3. They typically want to ask questions like… What is your name? Where are you from? What do you do for a living? Do you have any kids? What are your hobbies? (Seriously… why do they need to know this? Why do they care? What are they going to do with the information? Didn’t their mother tell them not to talk to strangers or to give out their personal information when they were younger?)
Anyway, once I was settled I grabbed the latest copy of the Alaska Airlines in flight magazine.
The first ad that caught my eye was for a hotel. At first I thought maybe this particular hotel chain was for carnie folk… allowing tigers to stay in hotel rooms and such. Then after staring at it a while longer, I came to the conclusion that the advertising company promoting this magazine must be channeling Joan Collins from the 1980’s show Dynasty. Either that or Sigfried & Roy.
I believe this hotel company is promoting something a little kinky too… I just can’t put my finger on it. I mean really, how many men out there paint woman’s toenails like the guy portrayed here? I don’t even like walking around barefooted let alone want the HH to touch my feet. Blech… No thanks, I don’t want to stay at that hotel either.
Now these are nice… too bad I don’t go to rodeos. Or wear bagazillion dollar boots.
Take a look at this company… They want to do your grocery shopping for you. Dude. I think I will always be able to find the time to bake my daughter a birthday cake rather than have your granola eating, tree hugging arse buy her a giant bagel and try to pawn it off as a cake.

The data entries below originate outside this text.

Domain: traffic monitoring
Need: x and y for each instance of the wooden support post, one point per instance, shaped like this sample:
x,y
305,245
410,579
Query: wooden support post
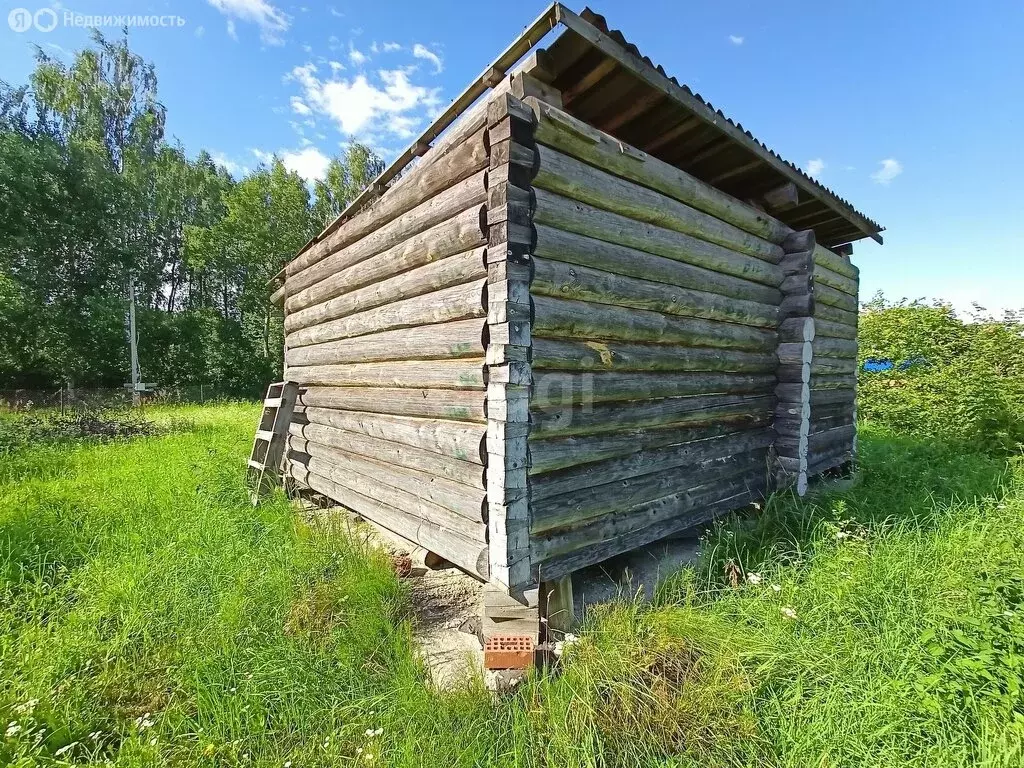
x,y
510,244
796,356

And if those ads were not bad enough… Who the heck are these people? I have been to Boise four times in as many months and have never laid eyes on these merry makers. Who are they? And why are they dancing in someones front yard?
Luckily, by the time I had read my magazine, drank complimentary orange juice and ingested my 3.2 peanuts it was time to land. I made it. I had survived another flight. I didn’t have to sit by anyone weird, or that smelled and nobody talked to me.
Now that’s my kind of flight!
Oh, and one last thing.
Attention 55-year-old males. Stop wearing your kids clothing. Skater shoes and dark acid washed jeans don’t look good on you. They make you look like you are trying to hard. Which you are. Be a man. Wear man clothes.
The Worst Case Scenario Survival Handbook: Travel
desi says
The dancing people, are they part of the Basque (?) festival that is held in Idaho each year?
Mavis says
Are they? I will have to google it.
Shirley says
I enjoyed the flight. Hugs to Mavis.